What an LLM Actually Is
Strip away the magic. An LLM is a probability machine for the next token.
A Large Language Model is, at its core, a single function with a single job: given some text, predict the next token.
That's it. Everything else — chat, code generation, reasoning, translation, agents — is built on top of that one primitive, repeated thousands of times in a loop.
The next-token game
Imagine playing a game where someone shows you a sentence with the last word missing, and you have to guess it. After billions of rounds, you'd get freakishly good. You'd notice that "The cat sat on the ___" is almost always "mat" or "floor." You'd notice that "France's capital is ___" is "Paris." You'd notice that the word after "function" in JavaScript code is usually a name, then (.

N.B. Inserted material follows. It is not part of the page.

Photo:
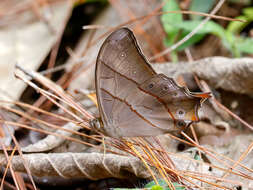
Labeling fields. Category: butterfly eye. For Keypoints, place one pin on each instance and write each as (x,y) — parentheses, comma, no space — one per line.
(151,85)
(180,113)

LLMs play that game at a scale humans can't comprehend — trillions of examples, hundreds of billions of parameters tuning their guesses. The model doesn't "know" anything in the way a database knows facts. It has internalised the statistical shape of human language so well that simulating an answer and knowing an answer become hard to tell apart.
Text → Tokens → Token IDs
Each token (including its leading space) becomes a single integer the model can look up.
Why this matters
Once you accept that LLMs are next-token predictors, three things stop being surprising:
- Hallucinations — if the next plausible-sounding token is wrong, the model says it anyway. There is no fact-checker inside.
- Sensitivity to phrasing — small wording changes shift the probability distribution and so the output.
- Chain-of-thought helps — writing intermediate steps gives the model more context tokens to condition on, making the next prediction better.
The chat illusion
ChatGPT, Claude, Gemini — they look like conversations, but underneath, every "reply" is generated one token at a time. The model reads your message + everything said so far, picks the most likely next token, appends it, then repeats. Stop generating, and the illusion of "thinking" collapses back into pure prediction.
This is the foundation. Every advanced topic you'll see — RAG, agents, fine-tuning — is a wrapper around this single mechanic.